Le sort de l’enquête sur la mort d’Adama Traoré fixé en cassation

 Le sort de l’enquête sur la mort d’Adama Traoré fixé en cassation

Assa Traoré à Montreuil le 4 février 2026, alors que la Cour de cassation doit se prononcer sur le non-lieu dans l’enquête sur la mort d’Adama Traoré. (Photo Thomas SAMSON / AFP)

La plus haute juridiction doit se prononcer sur le non-lieu rendu dans ce dossier emblématique des accusations de violences racistes contre les forces de l’ordre.

 

Près de dix ans après la mort d’Adama Traoré dans une gendarmerie du Val-d’Oise, sa famille a saisi la Cour de cassation pour tenter de faire annuler ce non-lieu, prononcé en août 2023 et confirmé en mai 2025 en appel.

La décision sera rendue mercredi, le comité « Vérité pour Adama » a appelé à se rassembler à l’occasion de ce délibéré très attendu.

« Coup de chaleur »

Les trois gendarmes qui ont menotté Adama Traoré dans un appartement à Beaumont-sur-Oise le 19 juillet 2016 ont bénéficié d’un non-lieu. Le jeune homme noir de 24 ans est décédé deux heures après, dans la caserne voisine de Persan.
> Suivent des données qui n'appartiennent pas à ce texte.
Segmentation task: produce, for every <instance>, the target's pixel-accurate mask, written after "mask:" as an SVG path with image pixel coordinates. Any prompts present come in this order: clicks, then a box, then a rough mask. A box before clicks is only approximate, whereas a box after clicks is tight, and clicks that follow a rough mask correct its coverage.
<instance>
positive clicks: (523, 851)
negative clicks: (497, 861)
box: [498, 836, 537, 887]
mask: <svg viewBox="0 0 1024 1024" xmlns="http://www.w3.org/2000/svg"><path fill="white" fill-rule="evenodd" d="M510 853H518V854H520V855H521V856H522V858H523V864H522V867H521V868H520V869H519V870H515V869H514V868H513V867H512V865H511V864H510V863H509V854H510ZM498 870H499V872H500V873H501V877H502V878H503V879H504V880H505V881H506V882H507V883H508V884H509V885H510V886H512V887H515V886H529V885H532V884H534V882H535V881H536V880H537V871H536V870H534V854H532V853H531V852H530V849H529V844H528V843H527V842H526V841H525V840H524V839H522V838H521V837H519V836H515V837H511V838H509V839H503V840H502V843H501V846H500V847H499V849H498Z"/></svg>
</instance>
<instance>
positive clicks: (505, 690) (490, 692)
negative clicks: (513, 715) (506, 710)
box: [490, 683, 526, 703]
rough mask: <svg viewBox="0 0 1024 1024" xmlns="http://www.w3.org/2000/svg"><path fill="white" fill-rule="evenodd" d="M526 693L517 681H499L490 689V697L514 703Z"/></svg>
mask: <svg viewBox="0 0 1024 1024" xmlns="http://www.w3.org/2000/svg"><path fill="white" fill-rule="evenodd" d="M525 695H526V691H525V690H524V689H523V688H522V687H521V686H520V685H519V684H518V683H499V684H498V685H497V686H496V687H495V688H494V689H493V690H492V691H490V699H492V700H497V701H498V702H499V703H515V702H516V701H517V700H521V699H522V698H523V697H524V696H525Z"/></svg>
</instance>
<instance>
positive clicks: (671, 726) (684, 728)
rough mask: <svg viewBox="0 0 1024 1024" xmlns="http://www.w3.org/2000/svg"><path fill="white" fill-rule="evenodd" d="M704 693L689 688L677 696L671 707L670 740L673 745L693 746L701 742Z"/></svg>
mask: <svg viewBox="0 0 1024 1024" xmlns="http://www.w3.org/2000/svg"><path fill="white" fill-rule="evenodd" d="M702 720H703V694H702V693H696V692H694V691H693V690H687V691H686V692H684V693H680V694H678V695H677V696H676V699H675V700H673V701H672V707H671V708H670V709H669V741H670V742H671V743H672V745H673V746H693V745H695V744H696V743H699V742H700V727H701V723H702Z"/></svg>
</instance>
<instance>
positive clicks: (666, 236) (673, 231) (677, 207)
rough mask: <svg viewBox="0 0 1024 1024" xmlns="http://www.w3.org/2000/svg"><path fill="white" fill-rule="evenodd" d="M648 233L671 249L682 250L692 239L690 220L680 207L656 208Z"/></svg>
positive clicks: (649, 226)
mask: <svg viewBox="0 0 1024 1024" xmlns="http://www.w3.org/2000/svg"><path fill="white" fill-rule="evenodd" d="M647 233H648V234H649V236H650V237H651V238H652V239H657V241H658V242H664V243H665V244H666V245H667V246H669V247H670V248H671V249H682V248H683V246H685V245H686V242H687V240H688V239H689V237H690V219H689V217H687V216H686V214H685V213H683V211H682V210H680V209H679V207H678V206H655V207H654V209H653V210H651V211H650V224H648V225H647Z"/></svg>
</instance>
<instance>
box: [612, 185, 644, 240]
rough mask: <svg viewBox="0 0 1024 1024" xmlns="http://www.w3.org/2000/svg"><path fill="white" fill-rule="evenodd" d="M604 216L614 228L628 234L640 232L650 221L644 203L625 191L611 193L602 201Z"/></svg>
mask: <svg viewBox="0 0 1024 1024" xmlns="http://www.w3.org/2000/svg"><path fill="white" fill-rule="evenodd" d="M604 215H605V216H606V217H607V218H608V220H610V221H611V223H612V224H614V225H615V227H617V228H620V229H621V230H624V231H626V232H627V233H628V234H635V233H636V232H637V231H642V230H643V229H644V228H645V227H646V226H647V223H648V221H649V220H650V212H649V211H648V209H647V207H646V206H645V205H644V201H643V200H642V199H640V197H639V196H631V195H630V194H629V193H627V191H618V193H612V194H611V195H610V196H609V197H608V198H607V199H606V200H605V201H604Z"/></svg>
Dans cette affaire, la cour d’appel a finalement considéré que les gestes des gendarmes ont contribué à la mort, mais sont restés dans le cadre de la loi.

La mort du jeune homme a été causée par un « coup de chaleur » qui n’aurait toutefois « probablement » pas été mortel sans l’interpellation des gendarmes, ont tranché les magistrats.

Mais dans leur pourvoi, les proches d’Adama Traoré reprochent à la justice de ne jamais avoir procédé à une reconstitution dans ce dossier, malgré leurs demandes.

Relancer l’enquête

Les proches accusent en effet les militaires d’avoir causé la mort d’Adama par leurs gestes lors de l’interpellation et ensuite de n’avoir pas porté secours au jeune homme qui avait fait un malaise dans leur véhicule et qui avait été laissé menotté jusqu’à l’arrivée des pompiers.

Si la Cour de cassation leur donne raison, elle pourrait annuler le non-lieu et relancer l’enquête.